こちらのデータを取得した設備の諸元情報は次の通りです。軸受にはそれぞれ固有の損傷周波数というものがあり、軸径・型式・回転数などから算出することができます。損傷周波数は軸受製造メーカーのWebサイトに掲載されていたり、自動計算ソフトが組み込まれていたりしますので、そちらを使うと便利です。

● 回転数:3,762 rpm
● 回転周波数(回転数/60)=62.7Hz
● 転動体損傷周波数:167Hz
● 内輪損傷周波数:371Hz
● 外輪損傷周波数:257Hz

この中では、回転周波数である62.7Hzとするピークがありそうです。この部分を拡大したFFTを見てみましょう。
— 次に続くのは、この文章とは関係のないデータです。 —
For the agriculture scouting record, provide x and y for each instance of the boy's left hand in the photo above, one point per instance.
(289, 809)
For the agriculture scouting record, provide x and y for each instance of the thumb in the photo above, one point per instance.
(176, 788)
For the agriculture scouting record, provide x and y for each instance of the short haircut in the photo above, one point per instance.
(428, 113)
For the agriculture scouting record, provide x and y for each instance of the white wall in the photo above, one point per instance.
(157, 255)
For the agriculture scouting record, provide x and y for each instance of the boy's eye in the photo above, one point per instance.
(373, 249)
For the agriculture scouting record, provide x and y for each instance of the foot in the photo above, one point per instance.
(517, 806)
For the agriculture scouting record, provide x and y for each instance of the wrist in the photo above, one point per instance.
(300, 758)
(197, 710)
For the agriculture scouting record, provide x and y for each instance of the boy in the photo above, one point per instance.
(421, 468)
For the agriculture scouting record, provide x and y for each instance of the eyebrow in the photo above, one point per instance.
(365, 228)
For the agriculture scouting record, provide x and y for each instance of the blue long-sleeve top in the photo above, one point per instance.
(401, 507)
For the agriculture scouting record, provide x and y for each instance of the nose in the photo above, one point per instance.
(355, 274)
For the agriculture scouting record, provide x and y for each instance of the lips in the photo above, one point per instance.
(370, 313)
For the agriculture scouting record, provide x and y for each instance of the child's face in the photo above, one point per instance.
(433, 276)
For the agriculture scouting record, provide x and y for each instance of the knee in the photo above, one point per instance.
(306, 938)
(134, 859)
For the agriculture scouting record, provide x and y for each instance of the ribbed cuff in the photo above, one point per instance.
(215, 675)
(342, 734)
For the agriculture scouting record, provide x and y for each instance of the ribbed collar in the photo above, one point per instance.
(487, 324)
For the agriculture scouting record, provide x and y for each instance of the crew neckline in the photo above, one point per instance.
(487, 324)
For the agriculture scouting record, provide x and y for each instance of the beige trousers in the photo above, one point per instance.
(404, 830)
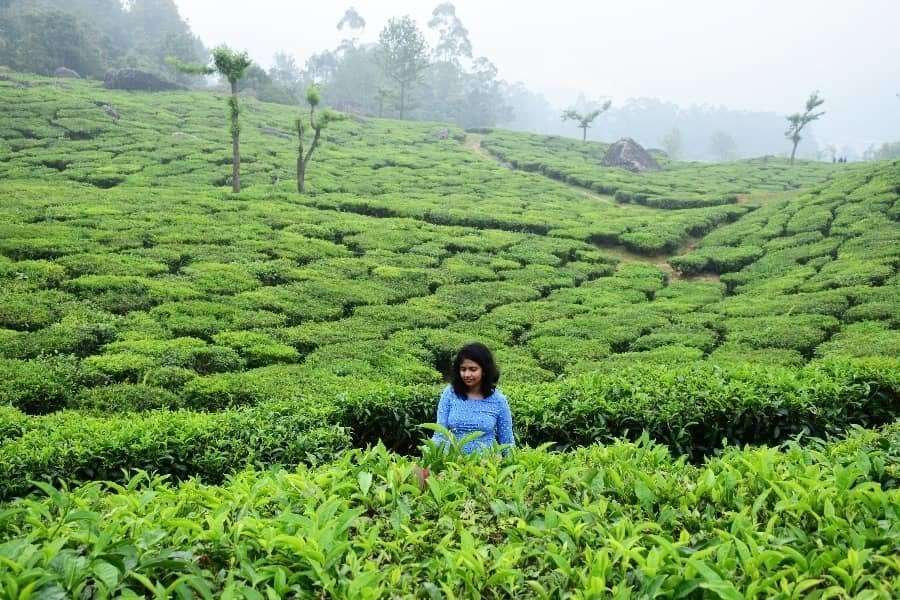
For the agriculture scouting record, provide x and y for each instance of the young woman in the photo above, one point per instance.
(472, 402)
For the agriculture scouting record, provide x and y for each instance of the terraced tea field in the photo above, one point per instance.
(153, 322)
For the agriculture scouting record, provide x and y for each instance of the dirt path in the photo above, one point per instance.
(660, 261)
(473, 143)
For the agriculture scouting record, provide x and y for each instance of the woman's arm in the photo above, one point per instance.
(504, 426)
(443, 415)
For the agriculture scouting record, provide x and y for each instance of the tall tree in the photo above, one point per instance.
(403, 54)
(722, 146)
(232, 66)
(352, 20)
(672, 143)
(797, 121)
(317, 123)
(584, 120)
(453, 38)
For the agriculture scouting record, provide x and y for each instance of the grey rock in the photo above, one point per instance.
(628, 154)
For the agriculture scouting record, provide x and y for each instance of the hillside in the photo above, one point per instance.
(149, 319)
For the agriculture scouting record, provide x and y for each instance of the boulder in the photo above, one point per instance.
(628, 154)
(65, 73)
(135, 79)
(440, 134)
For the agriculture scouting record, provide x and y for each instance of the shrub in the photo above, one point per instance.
(41, 385)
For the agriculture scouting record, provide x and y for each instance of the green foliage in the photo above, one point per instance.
(150, 323)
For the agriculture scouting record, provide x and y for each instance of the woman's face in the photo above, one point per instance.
(470, 372)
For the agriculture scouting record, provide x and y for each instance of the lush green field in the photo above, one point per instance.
(149, 319)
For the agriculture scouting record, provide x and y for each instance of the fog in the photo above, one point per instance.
(761, 56)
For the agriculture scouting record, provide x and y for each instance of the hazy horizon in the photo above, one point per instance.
(762, 56)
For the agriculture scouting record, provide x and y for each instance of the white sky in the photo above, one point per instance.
(755, 55)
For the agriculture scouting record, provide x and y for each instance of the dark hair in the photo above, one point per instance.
(479, 353)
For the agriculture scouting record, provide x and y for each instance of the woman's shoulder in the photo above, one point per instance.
(498, 395)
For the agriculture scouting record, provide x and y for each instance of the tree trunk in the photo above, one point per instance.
(235, 143)
(301, 175)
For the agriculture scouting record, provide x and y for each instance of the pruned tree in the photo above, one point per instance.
(317, 122)
(404, 54)
(584, 120)
(232, 66)
(797, 121)
(722, 146)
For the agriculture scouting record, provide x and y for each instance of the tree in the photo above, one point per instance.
(453, 38)
(355, 24)
(797, 121)
(351, 20)
(403, 54)
(484, 104)
(317, 123)
(672, 143)
(232, 66)
(585, 120)
(722, 146)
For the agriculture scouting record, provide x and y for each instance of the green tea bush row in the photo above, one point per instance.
(605, 521)
(74, 446)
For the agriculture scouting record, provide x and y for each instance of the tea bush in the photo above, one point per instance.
(603, 521)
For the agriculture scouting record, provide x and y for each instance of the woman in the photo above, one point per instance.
(472, 402)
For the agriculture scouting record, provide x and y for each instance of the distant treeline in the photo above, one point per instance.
(444, 81)
(94, 36)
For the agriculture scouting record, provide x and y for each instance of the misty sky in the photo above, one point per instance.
(756, 55)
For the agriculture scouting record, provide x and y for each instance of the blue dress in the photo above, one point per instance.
(462, 416)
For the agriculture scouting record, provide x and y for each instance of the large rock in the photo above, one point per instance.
(134, 79)
(628, 154)
(65, 73)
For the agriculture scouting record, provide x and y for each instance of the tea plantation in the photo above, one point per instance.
(205, 394)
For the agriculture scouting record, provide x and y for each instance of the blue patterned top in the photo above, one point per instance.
(462, 416)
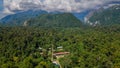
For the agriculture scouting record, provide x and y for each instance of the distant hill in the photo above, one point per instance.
(19, 18)
(108, 16)
(54, 20)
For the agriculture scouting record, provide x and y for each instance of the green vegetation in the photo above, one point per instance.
(55, 20)
(93, 47)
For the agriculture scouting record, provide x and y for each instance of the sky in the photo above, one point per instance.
(51, 5)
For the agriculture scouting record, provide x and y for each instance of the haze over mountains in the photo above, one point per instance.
(105, 15)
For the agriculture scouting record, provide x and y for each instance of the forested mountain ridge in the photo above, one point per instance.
(19, 18)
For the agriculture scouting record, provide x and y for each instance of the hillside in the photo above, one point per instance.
(54, 20)
(19, 18)
(107, 16)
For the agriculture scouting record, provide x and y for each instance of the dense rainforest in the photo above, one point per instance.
(89, 47)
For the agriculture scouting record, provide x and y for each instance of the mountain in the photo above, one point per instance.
(104, 16)
(81, 15)
(19, 18)
(54, 20)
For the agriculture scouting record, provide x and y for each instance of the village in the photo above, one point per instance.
(55, 55)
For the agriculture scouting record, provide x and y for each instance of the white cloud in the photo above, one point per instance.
(54, 5)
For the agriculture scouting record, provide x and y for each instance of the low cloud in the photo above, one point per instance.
(54, 5)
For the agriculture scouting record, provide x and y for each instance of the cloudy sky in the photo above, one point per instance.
(50, 5)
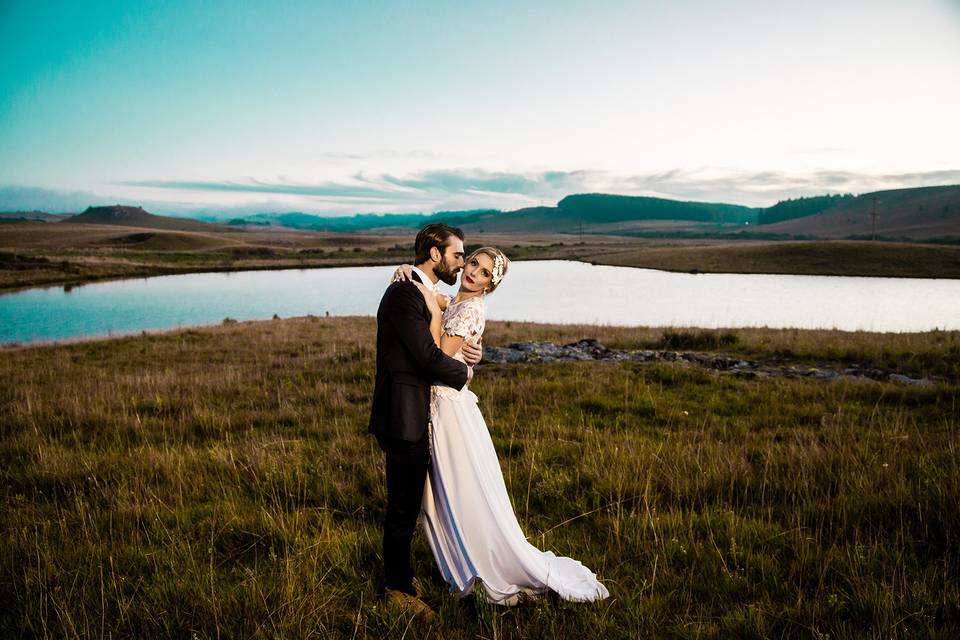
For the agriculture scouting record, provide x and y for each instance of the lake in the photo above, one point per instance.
(554, 291)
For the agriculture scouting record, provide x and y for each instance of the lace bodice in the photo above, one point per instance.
(465, 318)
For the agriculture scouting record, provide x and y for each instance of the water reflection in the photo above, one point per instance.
(540, 291)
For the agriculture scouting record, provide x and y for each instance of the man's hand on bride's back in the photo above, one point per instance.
(430, 298)
(472, 353)
(403, 272)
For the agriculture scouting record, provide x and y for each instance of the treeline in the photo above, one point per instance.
(801, 207)
(601, 207)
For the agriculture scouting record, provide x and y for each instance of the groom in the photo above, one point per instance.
(408, 362)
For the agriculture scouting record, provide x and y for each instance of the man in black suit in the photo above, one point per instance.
(408, 362)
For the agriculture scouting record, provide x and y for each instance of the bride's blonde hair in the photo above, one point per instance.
(500, 264)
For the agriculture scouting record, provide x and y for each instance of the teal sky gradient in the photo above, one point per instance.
(346, 107)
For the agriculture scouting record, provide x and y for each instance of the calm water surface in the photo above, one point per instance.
(540, 291)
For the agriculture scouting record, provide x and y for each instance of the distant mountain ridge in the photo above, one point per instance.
(138, 217)
(920, 213)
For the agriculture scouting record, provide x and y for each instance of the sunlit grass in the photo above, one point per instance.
(220, 482)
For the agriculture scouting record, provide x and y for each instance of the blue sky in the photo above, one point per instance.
(348, 107)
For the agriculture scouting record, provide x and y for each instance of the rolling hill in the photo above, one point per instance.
(137, 217)
(920, 213)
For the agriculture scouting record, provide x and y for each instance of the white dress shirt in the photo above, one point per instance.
(430, 284)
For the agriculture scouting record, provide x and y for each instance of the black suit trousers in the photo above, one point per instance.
(407, 464)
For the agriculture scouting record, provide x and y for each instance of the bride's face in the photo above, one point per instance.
(477, 273)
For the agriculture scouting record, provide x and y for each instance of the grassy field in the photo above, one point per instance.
(218, 482)
(36, 254)
(833, 257)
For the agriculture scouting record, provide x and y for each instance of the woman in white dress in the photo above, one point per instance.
(468, 518)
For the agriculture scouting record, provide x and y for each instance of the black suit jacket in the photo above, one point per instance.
(408, 362)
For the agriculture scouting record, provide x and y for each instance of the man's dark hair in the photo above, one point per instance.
(433, 235)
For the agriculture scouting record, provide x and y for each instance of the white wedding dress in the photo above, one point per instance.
(468, 519)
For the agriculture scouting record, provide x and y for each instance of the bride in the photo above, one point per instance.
(468, 519)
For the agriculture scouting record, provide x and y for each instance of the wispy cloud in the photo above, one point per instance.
(477, 188)
(469, 188)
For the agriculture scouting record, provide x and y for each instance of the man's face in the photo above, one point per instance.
(451, 261)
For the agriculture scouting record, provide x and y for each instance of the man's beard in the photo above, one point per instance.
(445, 273)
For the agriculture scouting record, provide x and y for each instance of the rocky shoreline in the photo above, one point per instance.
(592, 350)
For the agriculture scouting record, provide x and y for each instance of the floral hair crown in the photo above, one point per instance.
(497, 269)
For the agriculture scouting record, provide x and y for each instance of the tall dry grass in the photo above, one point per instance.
(218, 482)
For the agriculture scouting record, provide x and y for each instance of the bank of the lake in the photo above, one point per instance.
(48, 254)
(219, 481)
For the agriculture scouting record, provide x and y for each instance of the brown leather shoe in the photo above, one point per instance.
(410, 604)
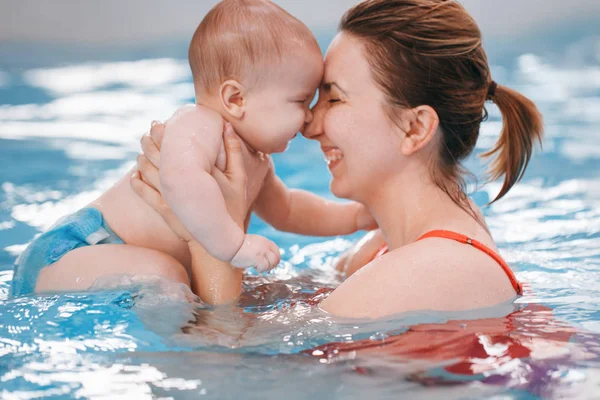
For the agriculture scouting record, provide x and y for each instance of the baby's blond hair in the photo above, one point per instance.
(241, 39)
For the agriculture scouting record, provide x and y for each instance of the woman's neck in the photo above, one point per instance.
(406, 208)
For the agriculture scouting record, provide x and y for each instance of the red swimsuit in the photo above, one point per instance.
(466, 240)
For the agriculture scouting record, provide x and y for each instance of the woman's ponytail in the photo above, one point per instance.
(522, 126)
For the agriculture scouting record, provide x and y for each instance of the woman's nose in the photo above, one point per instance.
(308, 116)
(314, 126)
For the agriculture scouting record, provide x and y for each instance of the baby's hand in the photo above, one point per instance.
(257, 252)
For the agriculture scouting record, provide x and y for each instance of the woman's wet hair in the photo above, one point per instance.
(429, 52)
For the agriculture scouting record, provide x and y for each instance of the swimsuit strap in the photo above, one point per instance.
(467, 240)
(479, 246)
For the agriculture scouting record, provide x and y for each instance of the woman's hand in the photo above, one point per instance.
(233, 181)
(146, 182)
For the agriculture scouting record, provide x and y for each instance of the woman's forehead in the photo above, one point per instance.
(345, 62)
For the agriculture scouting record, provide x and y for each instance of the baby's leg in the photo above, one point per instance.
(80, 268)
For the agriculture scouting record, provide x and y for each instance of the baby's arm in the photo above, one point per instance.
(302, 212)
(189, 151)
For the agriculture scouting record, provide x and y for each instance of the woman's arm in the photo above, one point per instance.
(361, 253)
これだけ拡大してもピークがきれいに出てくるのは、最大ライン数819200で計測できるWiSER 3Xならではです。

回転周波数の他に、高調波(2次=125.6Hz、3次=188.4Hz)においてもピークが確認されていることから、ミスアライメントや軸緩みが発生している可能性があります。

計測点近傍の軸受にカップリングがある場合は、カップリングが接続している両軸のアライメント調整を実施することで、2次および3次回転周波数を低減させられる可能性があります。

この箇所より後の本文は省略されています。